Varios estudios concluyen que una "sana" competencia motiva a los empleados y los impulsa a esforzarse por conseguir cada vez mejores resultados. La competencia aumenta la activación fisiológica y psicológica, preparando al cuerpo y la mente para realizar un mayor esfuerzo y, en consecuencia, obtener mejores resultados.
Sin embargo, hay tipos de competencia que lejos de orientarse a un mejor rendimiento personal, generan miedo y ansiedad porque centran la atención de los trabajadores en la amenaza de ser despedidos, ser públicamente humillados o perder parte de sus ingresos.
De acuerdo a un estudio publicado por la Harvard Business Review lo que distingue la competencia que libera la creatividad de la competencia que provoca comportamientos poco éticos es el sentimiento que genera entre los trabajadores.
"Cuando los trabajadores interpretan la excitación que sienten a causa de la competencia como ansiedad, tienen menos probabilidades de resolver problemas de manera creativa y más de comportarse de manera poco ética. A la inversa, cuando la gente traduce la agitación que produce la competencia como ilusión, es más probable que opten por fórmulas creativas para resolver problemas y menos probable que incurran en comportamientos y acciones de ética dudosa".
En una investigación realizada sobre una muestra de 204 trabajadores de diferentes tipos de industrias, se preguntó cómo les hacían sentir las diferentes políticas laborales de sus empresas (como por ejemplo bonus, la gestión del rendimiento y los ascensos).
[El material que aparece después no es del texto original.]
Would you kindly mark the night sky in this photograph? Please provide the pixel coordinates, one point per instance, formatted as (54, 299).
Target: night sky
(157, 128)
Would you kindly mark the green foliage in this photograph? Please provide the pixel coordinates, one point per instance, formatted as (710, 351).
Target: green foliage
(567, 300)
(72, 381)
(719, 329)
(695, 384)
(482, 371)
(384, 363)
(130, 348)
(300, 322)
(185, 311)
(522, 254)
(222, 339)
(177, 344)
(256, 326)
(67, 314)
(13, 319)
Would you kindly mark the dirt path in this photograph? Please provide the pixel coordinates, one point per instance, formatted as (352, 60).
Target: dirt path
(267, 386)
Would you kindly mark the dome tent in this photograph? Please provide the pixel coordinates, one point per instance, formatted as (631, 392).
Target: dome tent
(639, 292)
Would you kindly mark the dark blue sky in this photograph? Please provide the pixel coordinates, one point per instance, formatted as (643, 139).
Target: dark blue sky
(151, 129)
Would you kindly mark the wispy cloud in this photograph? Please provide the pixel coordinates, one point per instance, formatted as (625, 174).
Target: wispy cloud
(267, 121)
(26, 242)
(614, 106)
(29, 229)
También se les pidió que pensaran en las acciones y actitudes que usan para diferenciarse de otros empleados.
Algunos de los comportamientos y acciones se podían considerar creativos: "buscar nuevas tecnologías, procesos, técnicas y/o ideas de producto". Otros, en cambio, reflejaban comportamientos poco éticos: "atribuirse el mérito del trabajo de un compañero" y "comprometerse a ayudar a un compañero pero no hacerlo".
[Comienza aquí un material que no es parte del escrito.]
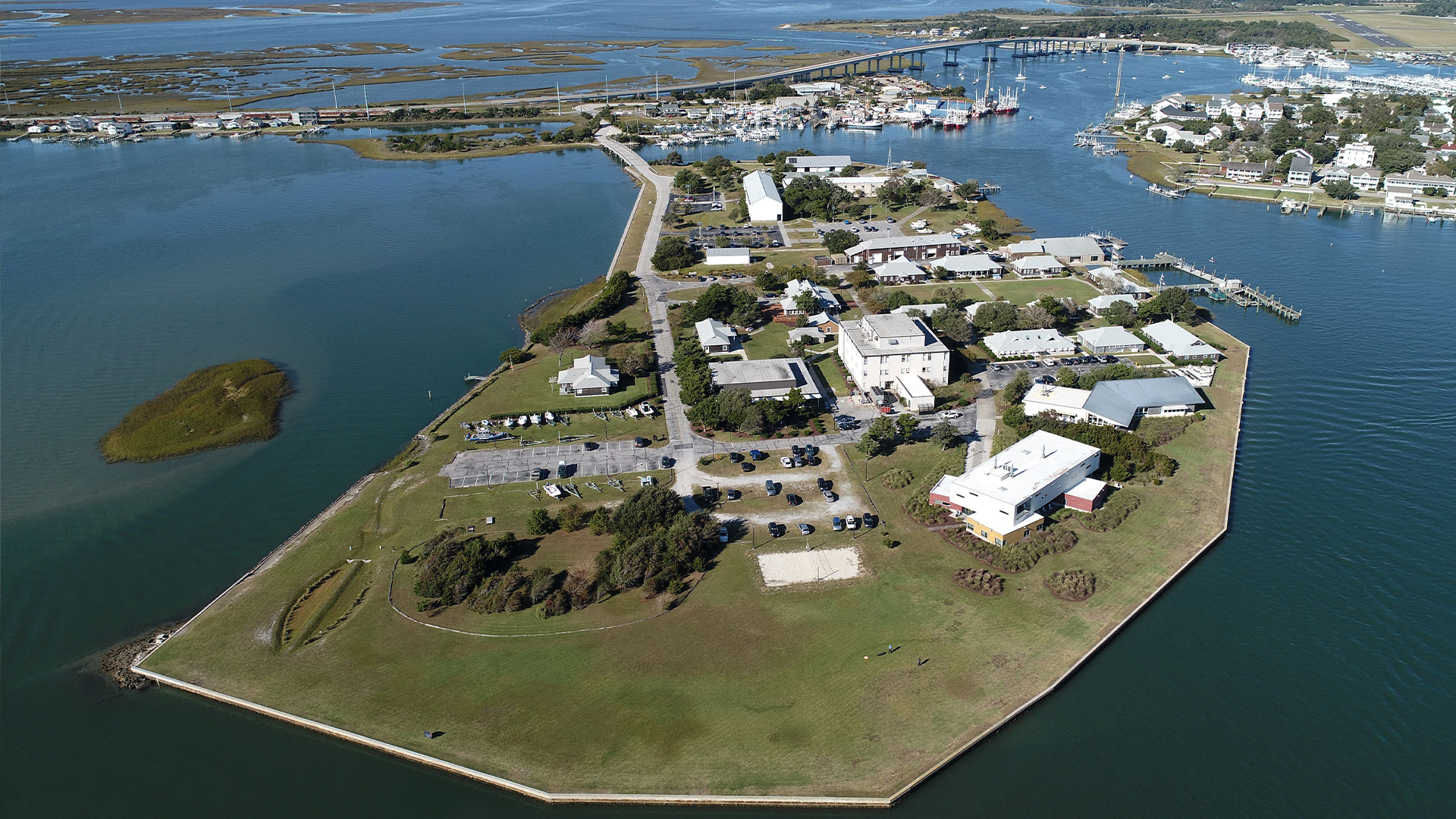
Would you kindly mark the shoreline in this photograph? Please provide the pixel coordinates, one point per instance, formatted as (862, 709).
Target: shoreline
(762, 800)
Los resultados del estudio demostraron que cuando las políticas laborales producían ilusión, los trabajadores tenían bastantes más probabilidades de recurrir a la creatividad. Sin embargo, cuando la sensación predominante era la ansiedad y la preocupación, lo más probable era tomar algún tipo de atajo y boicotear al resto de compañeros.
Estos resultados sugieren que el cómo le hace sentir a las personas una forma u otra de competencia juega un papel crítico en la manera en que intentará superar a sus rivales. Las posibles consecuencias negativas de quedarse rezagado pueden provocar ansiedad e incitar a la gente a recurrir a malas prácticas para la venta, al fraude y la mentira.
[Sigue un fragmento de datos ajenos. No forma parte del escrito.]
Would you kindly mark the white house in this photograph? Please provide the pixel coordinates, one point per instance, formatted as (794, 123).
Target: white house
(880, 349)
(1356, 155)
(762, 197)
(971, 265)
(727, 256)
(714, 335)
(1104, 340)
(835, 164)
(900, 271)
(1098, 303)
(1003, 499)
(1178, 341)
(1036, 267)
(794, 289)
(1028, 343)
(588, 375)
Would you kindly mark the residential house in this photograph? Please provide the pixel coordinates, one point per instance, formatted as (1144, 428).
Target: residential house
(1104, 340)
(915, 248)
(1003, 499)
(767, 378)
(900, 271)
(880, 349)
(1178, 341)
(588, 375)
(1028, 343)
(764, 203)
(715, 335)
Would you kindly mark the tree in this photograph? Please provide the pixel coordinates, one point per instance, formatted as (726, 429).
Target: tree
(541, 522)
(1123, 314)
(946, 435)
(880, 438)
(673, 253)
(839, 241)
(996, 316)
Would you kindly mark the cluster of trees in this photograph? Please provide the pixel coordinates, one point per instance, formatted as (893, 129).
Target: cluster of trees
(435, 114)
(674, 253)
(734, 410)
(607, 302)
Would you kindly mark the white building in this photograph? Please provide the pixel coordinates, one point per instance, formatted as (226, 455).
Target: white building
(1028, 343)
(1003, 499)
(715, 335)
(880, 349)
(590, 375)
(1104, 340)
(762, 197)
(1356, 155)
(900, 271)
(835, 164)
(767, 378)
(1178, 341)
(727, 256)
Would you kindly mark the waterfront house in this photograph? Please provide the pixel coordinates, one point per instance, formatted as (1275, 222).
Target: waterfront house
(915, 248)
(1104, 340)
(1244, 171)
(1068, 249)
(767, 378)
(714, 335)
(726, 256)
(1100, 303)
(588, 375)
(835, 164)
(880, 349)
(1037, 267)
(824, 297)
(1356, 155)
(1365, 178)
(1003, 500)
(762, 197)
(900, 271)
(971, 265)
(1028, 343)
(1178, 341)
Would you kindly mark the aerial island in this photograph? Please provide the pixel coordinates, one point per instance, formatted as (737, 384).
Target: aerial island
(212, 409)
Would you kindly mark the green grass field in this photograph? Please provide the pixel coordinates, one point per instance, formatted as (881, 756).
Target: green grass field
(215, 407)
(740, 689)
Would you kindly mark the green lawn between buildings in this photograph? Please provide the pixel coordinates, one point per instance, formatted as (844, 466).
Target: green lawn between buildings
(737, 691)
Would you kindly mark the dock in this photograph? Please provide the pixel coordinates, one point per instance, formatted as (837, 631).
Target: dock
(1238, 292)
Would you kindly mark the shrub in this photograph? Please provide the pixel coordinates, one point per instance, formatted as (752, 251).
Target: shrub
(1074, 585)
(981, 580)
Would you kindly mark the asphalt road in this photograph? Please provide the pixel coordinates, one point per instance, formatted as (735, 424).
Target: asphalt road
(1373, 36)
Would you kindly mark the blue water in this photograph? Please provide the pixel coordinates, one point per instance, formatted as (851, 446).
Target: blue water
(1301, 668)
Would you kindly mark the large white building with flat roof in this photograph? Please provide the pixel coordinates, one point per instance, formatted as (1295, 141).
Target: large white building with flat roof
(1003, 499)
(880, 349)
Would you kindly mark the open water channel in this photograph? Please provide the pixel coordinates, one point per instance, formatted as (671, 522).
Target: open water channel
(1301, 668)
La manera en que los líderes promueven la competencia puede hacer que los trabajadores sientan ansiedad o ilusión sobre la idea de medirse con otros compañeros. Como hemos visto, los responsables y directores de equipo deben invertir su energía en generar ilusión al señalar las consecuencias positivas potenciales que puede tener la competencia interna (como reconocimientos y premios para las personas con mejor rendimiento). No deben, en cambio, producir ansiedad al señalar públicamente a las personas que no cumplen con lo esperado.
Una buena estrategia sería que los líderes puedan destacar y animar a los colaboradores de sus equipos a utilizar sus habilidades y fortalezas únicas, de forma que los beneficie a ellos y también al resto del equipo.
Puede que la competencia entre trabajadores forme una parte inevitable del trabajo de muchas personas, puede que también dé paso a un mayor rendimiento. Pero si los líderes quieren garantizar que la competencia fomente la creatividad y no incentive los comportamientos sin ética deben resistirse a la tentación de dirigir con el miedo.